He begins with the instrument. With the tweezers of knowledge, he tells the sage, he has drawn out the thorn of thought lodged in the thorn of thought, the one discernment that removes all the others and then removes itself, leaving nothing stuck in him at all. It is a strange and exact image. The final knowing is not a new possession but the extraction of the last splinter, after which even the tweezers are set down, their work complete.

And from that unstuck place, the sweeping begins. Where now, he asks, is dharma and where is pleasure, where is wealth and where is discernment itself, where is duality and where even the longing for freedom, now that he rests in his own vastness? He is not saying these things were destroyed. He is saying they have lost their address in him, that once a person knows the ground they stand on, the old urgent categories simply have nowhere left to land. The question is not anxious. It is amazed.

He carries the vanishing outward through every dimension that once seemed to hold him. Where is the past and where the future, he wonders, where even the present moment as a thing to grip; where is space, and where is the eternal he once strained toward, now that he abides in his own greatness? The scaffolding of time and place that a self is usually pinned to has quietly come loose, not by force but by the plain fact of his resting in something none of it can contain.

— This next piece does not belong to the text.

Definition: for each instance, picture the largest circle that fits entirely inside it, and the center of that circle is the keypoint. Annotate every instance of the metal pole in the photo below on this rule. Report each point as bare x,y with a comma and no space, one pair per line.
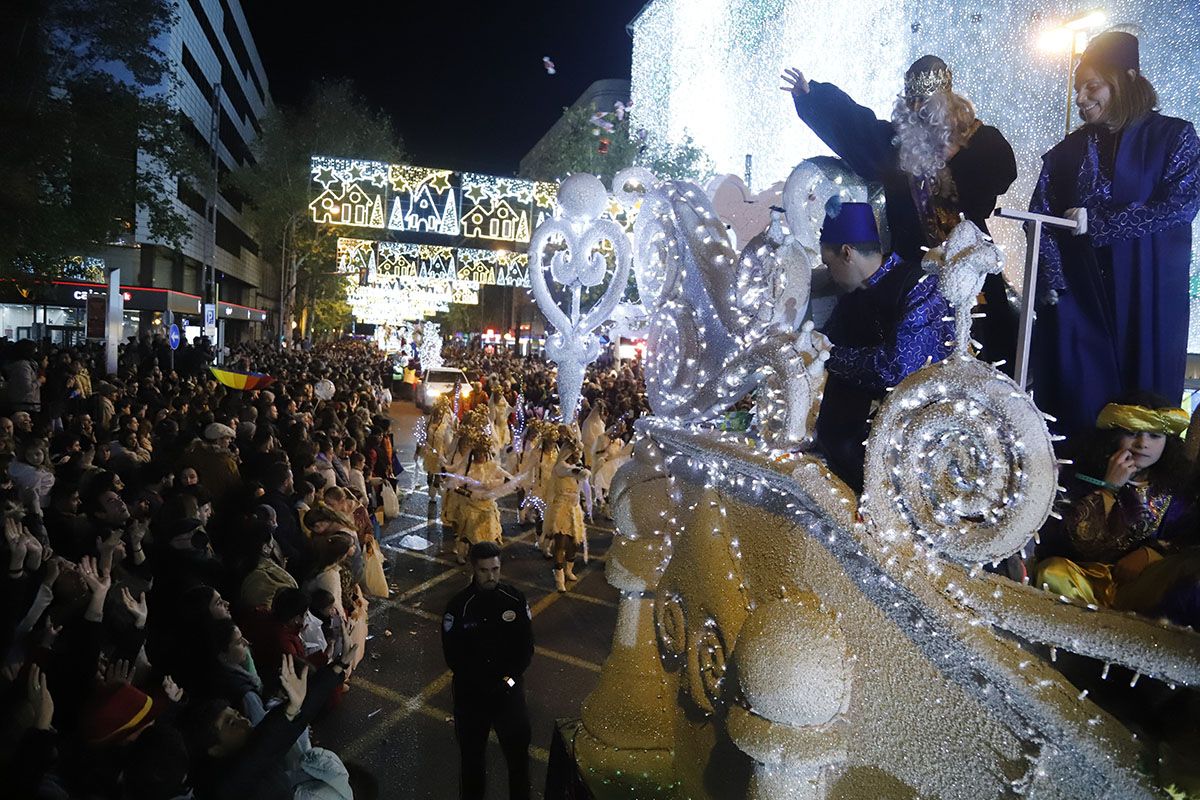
210,266
1071,82
1029,289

He turns the same amazed question on the very center of a life, the self that was supposed to be doing all this. Where is the Self and where the not-Self, he asks, where good and where evil, where worry, where even thought, now that he rests in his own glory? The one who used to stand in the middle sorting all of it, this is mine and that is not, this is good and that must be fought, has simply dissolved into the vastness it was always appearing within, and with it goes the whole exhausting labor of keeping the categories straight.

And so the king arrives at the still triumph the chapter is named for. There is no dreaming here and no deep sleep either, he says, no waking and no fourth state beyond them, no fear at all, now that he rests in his own majesty. Every framework has fallen away, and what is left is not empty but full, a person seated in the sheer fact of his own being with nothing over it and nothing left to reach for. That resting, that svamahima, is the coronation the whole dialogue has been moving toward.

That is the brief, lifted turn of chapter nineteen. Not a further teaching and not a harder discipline, but the king speaking his own freedom aloud, sweeping every opposite off the board with one amazed question, and taking his seat at last in a majesty that was his the whole time.

Bringing It Inside: A Short Practice

There is a moment in inner work that feels wonderful and can be quietly premature. A person arrives at a genuine spaciousness, and from inside it the old troubles really do look small and far away, and the natural thing to say is, "where did all that go? that is behind me now." Sometimes that is the truth. And sometimes it is a little too soon, a real glimpse of freedom being used to close the book on material that is still very much alive underneath.

Janaka's "where is it now?" is the genuine article. His opposites have not been buried or leapt over; they have lost their grip because he has actually come to rest in something vast enough that they no longer find purchase. Nothing has been skipped. The thorn was truly drawn out.

Internal Family Systems would look gently but closely at the premature version, because it is easy to slip into and it feels like progress. Often, after a real opening, a part will seize the moment and declare the whole past resolved, the old wounds transcended, the difficult parts no longer relevant, and it does this with the best intentions, because staying in the spacious place feels so much better than turning back toward what still hurts. But the burdened parts have not gone anywhere. They have only been told, in the glow of a real experience, that they are behind us now, and being dismissed by a genuine insight can leave a part more alone than being ignored by an ordinary one.

So the distinction worth drawing here is between opposites that have dissolved and opposites that have been declared over. The majesty the chapter describes is the real resting, and from it the old categories genuinely lose their charge, so that turning back toward a hurting part costs nothing and the spaciousness holds either way. The counterfeit is a part standing in a real clearing and using it to wave off everything still unmet, and the tell is simple: true resting can look straight at an old wound without losing its ground, while the premature version cannot afford to look, because looking would bring back exactly what it just announced was gone. One has room for the past. The other needs the past to stay gone.

So the practice is a piece of gentle patience. When you find yourself in a genuine spaciousness and feel the pull to declare the old troubles finished, enjoy the clearing, and then, softly, test it. Turn your attention back toward one of the parts you just felt yourself rising above, and see whether the spaciousness can hold it or whether it flinches and wants to look away. If it can hold, wonderful, that is the majesty the sage is naming, and it loses nothing by including what still hurts. But if there is a flinch, meet the part that wanted to declare everything over, and let it know you are grateful for the glimpse it found and that no one is going to be left behind in the rush to be free. The resting worth having was never a way of getting the difficult parts to disappear. It is a vastness with enough room that they no longer have to.